Dana pensiun adalah aset terbesar setelah rumah. Tapi survei terbaru dari Finder menemukan fakta mengejutkan: hampir 4,9 juta orang Australia tidak yakin dana pensiun mereka dikelola dengan benar.

Data yang dirilis 26 Juni 2026 lewat Starts at 60 menunjukkan 17% responden tidak percaya dana pensiunnya bertindak demi kepentingan mereka. 6% lainnya sama sekali tidak punya kepercayaan.

Tapi masalahnya bukan cuma ketidakpercayaan. Masalah besarnya: mereka juga tidak melakukan apa-apa.

Kenapa Banyak Orang Diam Saja?

Menurut Finder, 19% orang Australia tidak pernah membandingkan kinerja dana pensiun mereka. 32% masih setia dengan dana pensiun default dari pemberi kerja pertama — tanpa pernah mengecek apakah itu pilihan terbaik.

Bahkan 7% responden mengaku tidak pernah memikirkan dana pensiun mereka sama sekali. Angka ini dua kali lebih tinggi pada perempuan (10%) dibanding laki-laki (4%).

Sarah Megginson, pakar keuangan pribadi Finder, menyebut ini situasi kontradiktif: "Jutaan orang khawatir dana pensiunnya tidak bekerja untuk mereka, tapi jarang atau tidak pernah mengeceknya."

Beda 1% Saja, Dampaknya Ratusan Juta

Megginson memberi ilustrasi gamblang: kenaikan return dari 6% ke 7% pada saldo Rp 1,5 miliar ($100.000) menghasilkan tambahan Rp 2,8 miliar ($186.876) setelah 30 tahun.

"Kenaikan 1% mungkin terdengar kecil, tapi dampaknya luar biasa dalam jangka panjang," katanya.

Sistem dana pensiun Australia mengelola Rp 66 triliun ($4,44 triliun) aset, dengan return rata-rata 7,4% dalam setahun hingga Maret 2026. Tapi return rata-rata tidak menjamin dana pensiunmu juga optimal.

Cara Cek Dana Pensiun dalam 5 Menit

1. Cek return 1, 5, dan 10 tahun — Bandingkan dengan dana pensiun lain. Kalau return konsisten di bawah rata-rata, itu tanda bahaya.

2. Hitung biaya pengelolaan — Biaya kecil yang dipotong setiap tahun bisa menggerus saldo secara diam-diam. Megginson mengingatkan: "Dana dengan biaya lebih tinggi dari perlu diam-diam memakan tabungan pensiunmu setiap tahun."

3. Pastikan profil risikomu masih cocok — Semakin tua, seharusnya semakin konservatif. Tapi banyak orang tidak pernah mengubah strategi investasi sejak pertama kali mendaftar.

4. Jangan setia tanpa alasan — "Tidak ada hadiah loyalitas dalam dana pensiun. Satu-satunya yang penting adalah bagaimana saldomu bertumbuh," tegas Megginson.

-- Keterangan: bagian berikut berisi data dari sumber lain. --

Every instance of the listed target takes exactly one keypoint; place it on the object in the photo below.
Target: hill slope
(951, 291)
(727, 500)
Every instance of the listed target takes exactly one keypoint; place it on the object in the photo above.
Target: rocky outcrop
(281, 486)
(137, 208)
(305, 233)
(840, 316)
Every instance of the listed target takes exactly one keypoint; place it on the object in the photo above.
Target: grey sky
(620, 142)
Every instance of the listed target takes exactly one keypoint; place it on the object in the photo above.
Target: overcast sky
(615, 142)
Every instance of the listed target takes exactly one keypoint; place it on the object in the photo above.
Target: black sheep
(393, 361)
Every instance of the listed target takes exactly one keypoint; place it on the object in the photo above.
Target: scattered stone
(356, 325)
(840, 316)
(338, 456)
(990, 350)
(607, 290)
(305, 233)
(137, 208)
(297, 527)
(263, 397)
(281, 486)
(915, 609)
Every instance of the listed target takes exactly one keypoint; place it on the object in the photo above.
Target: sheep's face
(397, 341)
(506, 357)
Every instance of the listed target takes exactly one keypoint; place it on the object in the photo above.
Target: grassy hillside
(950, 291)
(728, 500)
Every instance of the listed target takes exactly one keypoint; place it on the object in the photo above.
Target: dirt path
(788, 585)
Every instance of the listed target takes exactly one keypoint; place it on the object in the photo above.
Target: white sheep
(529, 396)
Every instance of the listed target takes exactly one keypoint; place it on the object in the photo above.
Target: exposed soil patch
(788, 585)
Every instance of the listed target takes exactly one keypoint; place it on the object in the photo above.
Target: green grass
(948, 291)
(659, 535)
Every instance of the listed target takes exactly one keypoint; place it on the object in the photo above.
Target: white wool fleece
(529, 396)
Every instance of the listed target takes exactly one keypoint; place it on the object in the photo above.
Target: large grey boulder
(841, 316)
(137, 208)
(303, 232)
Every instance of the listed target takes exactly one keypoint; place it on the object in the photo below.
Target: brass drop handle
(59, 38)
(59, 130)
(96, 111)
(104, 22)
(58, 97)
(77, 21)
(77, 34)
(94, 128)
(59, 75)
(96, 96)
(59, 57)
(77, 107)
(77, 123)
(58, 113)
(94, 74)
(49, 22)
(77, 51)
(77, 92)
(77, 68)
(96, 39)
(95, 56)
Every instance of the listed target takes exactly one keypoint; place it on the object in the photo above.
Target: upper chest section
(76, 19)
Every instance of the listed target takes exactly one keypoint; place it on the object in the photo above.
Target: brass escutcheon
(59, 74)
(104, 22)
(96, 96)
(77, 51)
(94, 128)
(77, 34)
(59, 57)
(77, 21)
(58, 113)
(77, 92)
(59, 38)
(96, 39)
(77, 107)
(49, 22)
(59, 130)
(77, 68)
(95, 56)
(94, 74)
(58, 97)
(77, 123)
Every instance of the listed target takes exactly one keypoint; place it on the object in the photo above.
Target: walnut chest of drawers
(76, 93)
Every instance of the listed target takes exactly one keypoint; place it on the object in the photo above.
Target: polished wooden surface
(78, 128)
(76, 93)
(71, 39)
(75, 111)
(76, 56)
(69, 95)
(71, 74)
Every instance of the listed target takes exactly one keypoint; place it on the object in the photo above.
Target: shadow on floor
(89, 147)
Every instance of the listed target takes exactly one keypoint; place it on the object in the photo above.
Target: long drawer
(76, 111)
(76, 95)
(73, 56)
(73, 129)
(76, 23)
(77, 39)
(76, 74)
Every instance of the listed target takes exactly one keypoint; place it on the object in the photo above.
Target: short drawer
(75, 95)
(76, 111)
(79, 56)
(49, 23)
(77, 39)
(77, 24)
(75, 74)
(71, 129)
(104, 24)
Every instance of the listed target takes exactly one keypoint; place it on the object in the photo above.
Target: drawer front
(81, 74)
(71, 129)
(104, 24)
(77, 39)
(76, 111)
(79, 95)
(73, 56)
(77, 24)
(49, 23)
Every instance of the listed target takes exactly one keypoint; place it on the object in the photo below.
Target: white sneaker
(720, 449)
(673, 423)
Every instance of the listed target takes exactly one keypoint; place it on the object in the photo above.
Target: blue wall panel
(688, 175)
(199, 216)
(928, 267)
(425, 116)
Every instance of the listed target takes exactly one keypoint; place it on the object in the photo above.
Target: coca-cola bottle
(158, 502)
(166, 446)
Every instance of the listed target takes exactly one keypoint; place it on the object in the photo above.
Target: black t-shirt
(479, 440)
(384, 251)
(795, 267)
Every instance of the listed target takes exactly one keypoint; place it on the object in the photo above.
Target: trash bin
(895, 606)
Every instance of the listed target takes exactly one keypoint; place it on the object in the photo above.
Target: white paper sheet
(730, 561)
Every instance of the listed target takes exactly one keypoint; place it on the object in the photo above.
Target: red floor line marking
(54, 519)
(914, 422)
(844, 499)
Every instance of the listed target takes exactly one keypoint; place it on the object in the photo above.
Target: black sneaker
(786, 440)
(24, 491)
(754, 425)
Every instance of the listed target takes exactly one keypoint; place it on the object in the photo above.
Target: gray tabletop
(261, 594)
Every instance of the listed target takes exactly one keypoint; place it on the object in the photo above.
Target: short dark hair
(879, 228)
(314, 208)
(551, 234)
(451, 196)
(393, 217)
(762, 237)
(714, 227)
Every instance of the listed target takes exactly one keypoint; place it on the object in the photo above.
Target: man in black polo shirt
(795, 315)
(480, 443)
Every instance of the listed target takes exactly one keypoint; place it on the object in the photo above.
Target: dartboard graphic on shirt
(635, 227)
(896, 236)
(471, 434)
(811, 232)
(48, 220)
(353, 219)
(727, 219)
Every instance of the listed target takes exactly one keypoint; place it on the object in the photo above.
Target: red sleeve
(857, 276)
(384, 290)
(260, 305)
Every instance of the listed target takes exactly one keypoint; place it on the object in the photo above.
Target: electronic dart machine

Analisis: Pelajaran untuk Indonesia

Fenomena ini tidak hanya terjadi di Australia. Di Indonesia, banyak pekerja peserta BPJS Ketenagakerjaan atau dana pensiun perusahaan juga tidak pernah mengecek perkembangan saldo atau imbal hasil. Dengan rata-rata masa kerja 35-40 tahun, perbedaan kecil dalam return bisa berarti selisih ratusan juta hingga miliaran rupiah saat pensiun.

Kuncinya: jangan biarkan dana pensiun di autopilot. Luangkan 5 menit sekarang untuk mengecek — karena di masa pensiun, setiap persen berarti.